I am writing an ANTRL grammar for translating one language to another but the documentation on using the HIDDEN channel is very scarce. I cannot find an example anywhere. The only thing I have found is the FAQ on www.antlr.org which tells you how to access the hidden channel but not how best to use this functionality.

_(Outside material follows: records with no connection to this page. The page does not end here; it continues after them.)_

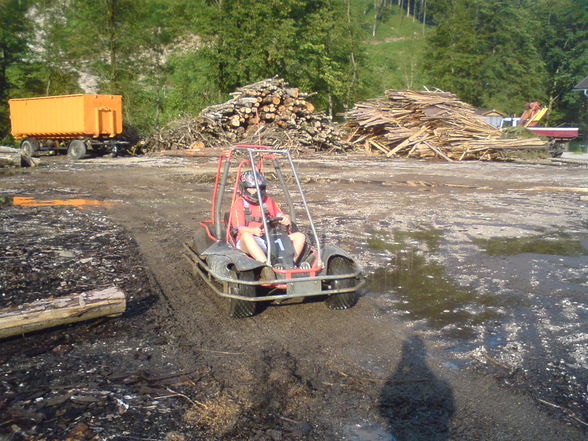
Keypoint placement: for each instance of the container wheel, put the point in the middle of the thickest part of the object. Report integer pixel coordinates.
(341, 265)
(29, 146)
(242, 308)
(77, 149)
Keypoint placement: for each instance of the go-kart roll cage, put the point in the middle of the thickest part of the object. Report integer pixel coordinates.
(224, 163)
(223, 250)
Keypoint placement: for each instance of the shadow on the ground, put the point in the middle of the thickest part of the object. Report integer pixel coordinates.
(414, 402)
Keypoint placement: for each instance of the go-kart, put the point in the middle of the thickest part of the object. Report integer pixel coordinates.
(321, 269)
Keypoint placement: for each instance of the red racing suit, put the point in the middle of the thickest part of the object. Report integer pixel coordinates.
(248, 214)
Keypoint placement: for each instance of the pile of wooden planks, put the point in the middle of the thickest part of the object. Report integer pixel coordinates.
(427, 125)
(267, 112)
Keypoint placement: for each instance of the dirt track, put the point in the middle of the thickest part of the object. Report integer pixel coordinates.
(482, 364)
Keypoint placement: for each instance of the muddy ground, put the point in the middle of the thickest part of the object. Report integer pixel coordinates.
(473, 325)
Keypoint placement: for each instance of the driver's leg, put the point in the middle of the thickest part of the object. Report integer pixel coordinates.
(249, 244)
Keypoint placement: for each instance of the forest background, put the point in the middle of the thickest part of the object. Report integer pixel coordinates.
(174, 57)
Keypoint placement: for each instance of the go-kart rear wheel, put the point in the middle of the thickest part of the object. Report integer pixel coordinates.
(341, 265)
(242, 308)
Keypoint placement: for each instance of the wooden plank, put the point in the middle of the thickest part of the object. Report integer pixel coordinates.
(439, 152)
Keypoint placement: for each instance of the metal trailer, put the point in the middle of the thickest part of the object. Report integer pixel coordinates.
(76, 123)
(325, 270)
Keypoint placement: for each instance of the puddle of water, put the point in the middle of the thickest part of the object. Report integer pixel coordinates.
(381, 240)
(559, 244)
(423, 290)
(371, 432)
(10, 171)
(32, 202)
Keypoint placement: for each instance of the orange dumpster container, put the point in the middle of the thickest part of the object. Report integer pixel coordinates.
(66, 116)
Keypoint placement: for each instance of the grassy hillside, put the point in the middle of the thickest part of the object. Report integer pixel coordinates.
(394, 53)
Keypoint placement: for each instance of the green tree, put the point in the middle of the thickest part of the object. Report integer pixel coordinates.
(308, 42)
(13, 50)
(485, 52)
(563, 42)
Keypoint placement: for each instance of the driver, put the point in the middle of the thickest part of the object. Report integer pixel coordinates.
(247, 223)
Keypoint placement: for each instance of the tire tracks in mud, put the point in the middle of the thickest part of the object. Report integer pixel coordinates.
(297, 362)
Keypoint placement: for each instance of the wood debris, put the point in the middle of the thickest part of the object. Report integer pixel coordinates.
(427, 125)
(63, 310)
(267, 112)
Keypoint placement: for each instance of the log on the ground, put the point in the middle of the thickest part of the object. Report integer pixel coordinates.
(61, 311)
(9, 157)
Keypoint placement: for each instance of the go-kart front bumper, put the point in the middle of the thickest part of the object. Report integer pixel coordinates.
(296, 287)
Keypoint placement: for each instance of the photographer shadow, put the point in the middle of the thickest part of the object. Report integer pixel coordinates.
(414, 402)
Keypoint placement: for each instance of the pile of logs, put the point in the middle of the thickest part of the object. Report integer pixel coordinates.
(428, 125)
(267, 112)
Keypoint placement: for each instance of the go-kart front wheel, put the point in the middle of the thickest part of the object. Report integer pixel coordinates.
(242, 308)
(341, 265)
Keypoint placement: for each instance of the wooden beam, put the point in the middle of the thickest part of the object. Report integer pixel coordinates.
(43, 314)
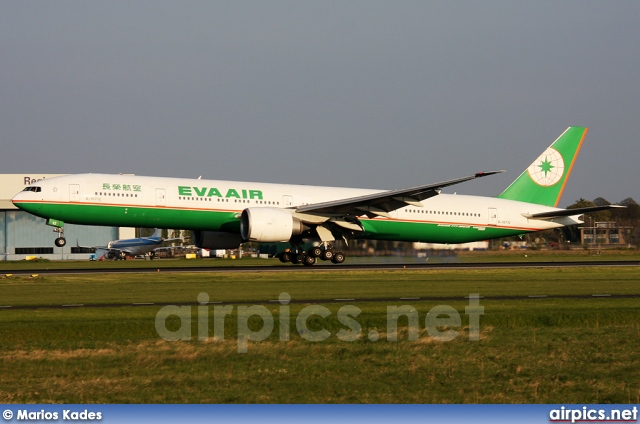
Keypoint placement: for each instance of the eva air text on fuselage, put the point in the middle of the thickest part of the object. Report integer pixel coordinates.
(214, 192)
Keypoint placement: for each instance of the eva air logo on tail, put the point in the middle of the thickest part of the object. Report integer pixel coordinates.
(548, 169)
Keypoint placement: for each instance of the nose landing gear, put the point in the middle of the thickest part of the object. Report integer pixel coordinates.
(60, 241)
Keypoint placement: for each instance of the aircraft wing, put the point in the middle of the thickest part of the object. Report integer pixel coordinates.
(380, 204)
(569, 212)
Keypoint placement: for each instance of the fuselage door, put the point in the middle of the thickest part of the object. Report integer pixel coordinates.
(493, 216)
(74, 192)
(161, 197)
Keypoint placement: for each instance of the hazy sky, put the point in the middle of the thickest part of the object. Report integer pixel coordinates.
(373, 94)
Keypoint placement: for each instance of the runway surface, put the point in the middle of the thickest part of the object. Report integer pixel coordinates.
(321, 267)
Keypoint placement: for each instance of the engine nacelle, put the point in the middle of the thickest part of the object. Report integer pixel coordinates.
(269, 225)
(216, 240)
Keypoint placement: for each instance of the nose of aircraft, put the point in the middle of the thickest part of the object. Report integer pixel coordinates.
(25, 201)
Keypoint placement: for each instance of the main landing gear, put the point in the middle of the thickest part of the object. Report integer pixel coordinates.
(311, 256)
(60, 241)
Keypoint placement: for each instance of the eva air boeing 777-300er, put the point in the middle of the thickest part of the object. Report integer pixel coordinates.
(224, 214)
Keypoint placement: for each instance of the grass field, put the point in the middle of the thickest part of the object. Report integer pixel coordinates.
(531, 350)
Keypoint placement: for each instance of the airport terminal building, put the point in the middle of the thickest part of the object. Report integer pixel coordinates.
(24, 235)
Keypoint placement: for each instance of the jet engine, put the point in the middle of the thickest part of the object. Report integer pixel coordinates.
(216, 240)
(269, 225)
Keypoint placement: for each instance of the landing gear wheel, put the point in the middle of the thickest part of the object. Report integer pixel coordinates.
(338, 258)
(309, 260)
(285, 257)
(297, 258)
(327, 255)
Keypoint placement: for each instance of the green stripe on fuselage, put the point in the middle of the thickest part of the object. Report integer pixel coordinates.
(448, 233)
(213, 220)
(133, 216)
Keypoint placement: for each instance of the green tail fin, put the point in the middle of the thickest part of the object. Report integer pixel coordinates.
(543, 182)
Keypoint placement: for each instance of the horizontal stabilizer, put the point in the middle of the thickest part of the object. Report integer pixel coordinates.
(569, 212)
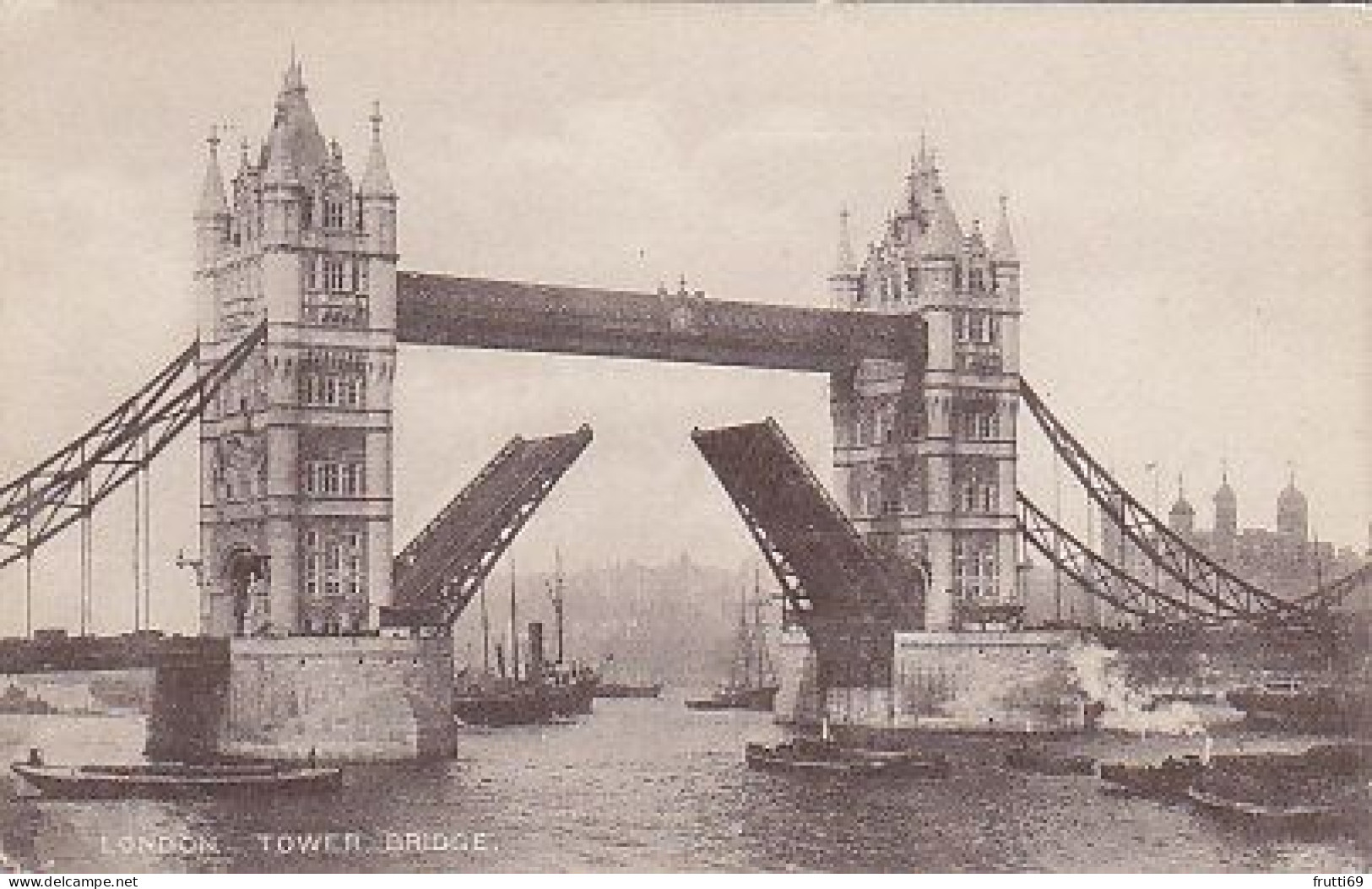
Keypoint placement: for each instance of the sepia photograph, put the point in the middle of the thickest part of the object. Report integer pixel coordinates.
(445, 438)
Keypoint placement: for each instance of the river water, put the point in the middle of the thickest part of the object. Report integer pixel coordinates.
(649, 786)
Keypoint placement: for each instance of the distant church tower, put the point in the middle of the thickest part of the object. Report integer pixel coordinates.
(296, 450)
(1293, 512)
(1225, 516)
(925, 463)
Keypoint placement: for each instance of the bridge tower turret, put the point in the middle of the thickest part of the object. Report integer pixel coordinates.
(925, 457)
(296, 493)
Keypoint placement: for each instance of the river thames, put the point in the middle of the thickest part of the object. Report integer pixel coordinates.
(651, 786)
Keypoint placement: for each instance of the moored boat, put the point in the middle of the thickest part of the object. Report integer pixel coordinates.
(1169, 778)
(819, 756)
(627, 691)
(752, 684)
(1032, 759)
(173, 779)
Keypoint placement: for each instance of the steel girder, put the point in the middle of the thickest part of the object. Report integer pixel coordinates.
(1099, 577)
(73, 480)
(439, 571)
(1205, 577)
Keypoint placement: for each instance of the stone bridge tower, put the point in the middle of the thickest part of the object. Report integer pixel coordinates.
(925, 463)
(296, 490)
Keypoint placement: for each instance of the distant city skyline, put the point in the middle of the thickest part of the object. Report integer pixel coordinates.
(1189, 190)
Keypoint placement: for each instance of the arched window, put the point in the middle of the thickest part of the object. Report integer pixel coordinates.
(335, 212)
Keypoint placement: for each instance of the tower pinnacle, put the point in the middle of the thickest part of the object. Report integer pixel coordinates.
(847, 265)
(213, 203)
(1003, 245)
(377, 180)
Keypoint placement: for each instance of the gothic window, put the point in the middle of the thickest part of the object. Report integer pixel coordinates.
(331, 478)
(977, 486)
(334, 212)
(331, 390)
(335, 274)
(974, 566)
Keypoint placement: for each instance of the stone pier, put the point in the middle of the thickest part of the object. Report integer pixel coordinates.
(342, 697)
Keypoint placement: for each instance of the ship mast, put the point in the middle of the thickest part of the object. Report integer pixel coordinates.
(486, 632)
(764, 671)
(513, 627)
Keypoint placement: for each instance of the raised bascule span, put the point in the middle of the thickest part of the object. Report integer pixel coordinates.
(70, 483)
(439, 571)
(849, 599)
(1104, 577)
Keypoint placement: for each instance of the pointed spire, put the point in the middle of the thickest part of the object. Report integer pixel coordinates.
(213, 202)
(377, 182)
(294, 80)
(296, 132)
(944, 235)
(1003, 245)
(245, 160)
(845, 246)
(280, 168)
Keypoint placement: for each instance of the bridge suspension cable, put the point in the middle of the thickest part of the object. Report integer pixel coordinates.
(1196, 572)
(68, 486)
(1101, 577)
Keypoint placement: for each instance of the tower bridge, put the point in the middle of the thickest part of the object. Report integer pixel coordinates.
(902, 585)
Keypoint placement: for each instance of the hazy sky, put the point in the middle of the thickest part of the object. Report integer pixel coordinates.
(1189, 187)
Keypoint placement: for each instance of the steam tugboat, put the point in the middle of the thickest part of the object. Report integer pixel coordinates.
(544, 693)
(825, 755)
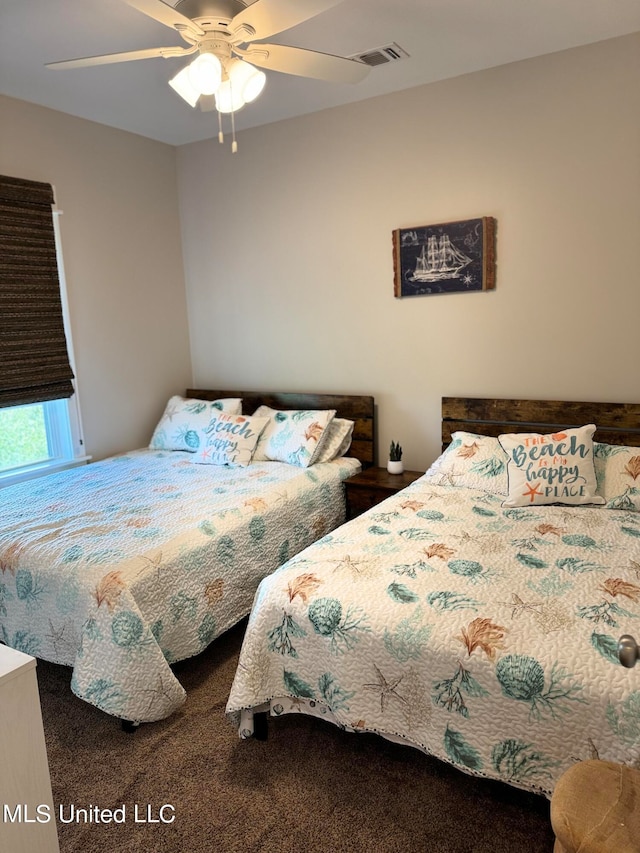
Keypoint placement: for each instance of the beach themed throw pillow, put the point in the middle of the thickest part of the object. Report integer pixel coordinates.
(336, 440)
(229, 440)
(618, 475)
(292, 436)
(553, 468)
(471, 461)
(183, 420)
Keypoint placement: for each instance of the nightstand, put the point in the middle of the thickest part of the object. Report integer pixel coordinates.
(373, 485)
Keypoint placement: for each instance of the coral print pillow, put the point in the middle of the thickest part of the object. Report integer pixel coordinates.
(183, 420)
(553, 468)
(293, 436)
(618, 475)
(472, 462)
(229, 440)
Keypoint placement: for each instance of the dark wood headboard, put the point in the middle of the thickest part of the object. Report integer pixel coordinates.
(355, 407)
(617, 423)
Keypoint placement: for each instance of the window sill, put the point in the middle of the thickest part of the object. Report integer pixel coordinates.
(33, 471)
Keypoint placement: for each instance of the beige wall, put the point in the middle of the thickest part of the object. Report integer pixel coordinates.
(287, 244)
(123, 262)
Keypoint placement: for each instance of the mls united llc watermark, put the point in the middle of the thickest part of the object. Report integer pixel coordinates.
(44, 813)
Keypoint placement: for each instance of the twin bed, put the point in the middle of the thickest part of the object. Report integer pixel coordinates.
(123, 567)
(481, 633)
(485, 635)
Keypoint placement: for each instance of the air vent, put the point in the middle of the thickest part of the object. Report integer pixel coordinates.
(381, 55)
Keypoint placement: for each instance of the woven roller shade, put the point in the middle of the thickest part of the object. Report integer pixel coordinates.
(34, 359)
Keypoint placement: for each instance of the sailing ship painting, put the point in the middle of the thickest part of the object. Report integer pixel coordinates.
(451, 257)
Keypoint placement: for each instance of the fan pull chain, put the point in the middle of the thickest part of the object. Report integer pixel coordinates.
(234, 144)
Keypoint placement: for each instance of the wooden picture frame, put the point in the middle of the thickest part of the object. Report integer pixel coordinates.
(450, 257)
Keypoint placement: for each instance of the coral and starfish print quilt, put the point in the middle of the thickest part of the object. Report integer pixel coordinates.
(483, 635)
(128, 565)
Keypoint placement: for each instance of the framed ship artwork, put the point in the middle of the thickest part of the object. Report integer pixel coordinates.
(453, 257)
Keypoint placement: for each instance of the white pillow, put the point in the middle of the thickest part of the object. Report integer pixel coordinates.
(552, 468)
(473, 462)
(184, 418)
(618, 475)
(335, 441)
(229, 440)
(292, 436)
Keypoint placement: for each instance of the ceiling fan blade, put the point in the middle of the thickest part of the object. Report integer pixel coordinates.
(148, 53)
(165, 14)
(264, 18)
(305, 63)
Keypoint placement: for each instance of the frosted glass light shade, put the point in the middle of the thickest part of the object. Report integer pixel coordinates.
(247, 80)
(181, 84)
(229, 98)
(205, 73)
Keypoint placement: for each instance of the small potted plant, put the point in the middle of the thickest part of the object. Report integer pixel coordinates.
(394, 465)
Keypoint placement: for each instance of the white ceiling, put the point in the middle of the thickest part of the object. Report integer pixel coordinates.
(444, 38)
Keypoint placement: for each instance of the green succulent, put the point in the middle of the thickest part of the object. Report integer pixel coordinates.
(395, 452)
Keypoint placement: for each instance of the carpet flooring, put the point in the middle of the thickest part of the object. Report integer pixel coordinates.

The target language is Java.
In my grammar file, I pass whitespace and comments through like so:
// Send runs of space and tab characters to the hidden channel.
WHITESPACE
: (SPACE | TAB)+ { $channel = HIDDEN; }
;
// Single-line comments begin with --
SINGLE_COMMENT
: ('--' COMMENT_CHARS NEWLINE) {
$channel=HIDDEN;
}
;
fragment COMMENT_CHARS
: ~('\r' | '\n')*
;
// Treat runs of newline characters as a single NEWLINE token.
NEWLINE
: ('\r'? '\n')+ { $channel = HIDDEN; }
;
In my members section I have defined a method for writing hidden channel tokens to my output StringStream...
#members {
private int savedIndex = 0;
void ProcessHiddenChannel(TokenStream input) {
List<Token> tokens = ((CommonTokenStream)input).getTokens(savedIndex, input.index());
for(Token token: tokens) {
if(token.getChannel() == token.HIDDEN_CHANNEL) {
output.append(token.getText());
}
}
savedIndex = input.index();
}
}
Now to use this, I have to call the method after every single token in my grammar.
myParserRule
: MYTOKEN1 { ProcessHiddenChannel(input); }
MYTOKEN2 { ProcessHiddenChannel(input); }
;
Surely there must be a better way?
EDIT: This is an example of the input language:
-- -----------------------------------------------------------------
--
--
-- Name Description
-- ==================================
-- IFM1/183 Freq Spectrum Inversion
--
-- -----------------------------------------------------------------
PROCEDURE IFM1/183
TITLE "Freq Spectrum Inversion";
HELP
Freq Spectrum Inversion
ENDHELP;
PRIVILEGE CTRL;
WINDOW MANDATORY;
INPUT
$Input : #NO_YES
DEFAULT select %YES when /IFMS1/183.VALUE = %NO;
%NO otherwise
endselect
PROMPT "Spec Inv";
$Forced_Cmd : BOOLEAN
Default FALSE
Prompt "Forced Commanding";
DEFINE
&RetCode : #PSTATUS := %OK;
&msg : STRING;
&Input : BOOLEAN;
REQUIRE AVAILABLE(/IFMS1)
MSG "IFMS1 not available";
REQUIRE /IFMS1/001.VALUE = %MON_AND_CTRL
MSG "IFMS1 not in control mode";
BEGIN -- Procedure Body --
&msg := "IFMS1/183 -> " + toString($Input) + " : ";
-- pre-check
IF /IFMS1/183.VALUE = $Input
AND $Forced_Cmd = FALSE THEN
EXIT (%OK, MSG &msg + "already set");
ENDIF;
-- command
IF $Input = %YES THEN &Input:= TRUE;
ELSE &Input:= FALSE;
ENDIF;
SET &RetCode := SEND IFMS1.FREQPLAN
( $FreqSpecInv := &Input);
IF &RetCode <> %OK THEN
EXIT (&RetCode, MSG &msg + "command failed");
ENDIF;
-- verify
SET &RetCode := VERIFY /IFMS1/183.VALUE = $Input TIMEOUT '10';
IF &RetCode <> %OK THEN
EXIT (&RetCode, MSG &msg + "verification failed");
ELSE
EXIT (&RetCode, MSG &msg + "verified");
ENDIF;
END
Look into inheriting CommonTokenStream and feeding an instance of your subclass into ANTLR. From the code example that you give, I suspect that you might be interested in taking a look at the filter and the rewrite options available in version 3.
Also, take a look at this other related stack overflow question.
I have just been going through some of my old questions and thought it was worth responding with the final solution that worked the best. In the end, the best way to translate a language was to use StringTemplate. This takes care of re-indenting the output for you. There is a very good example called 'cminus' in the ANTLR example pack that shows how to use it.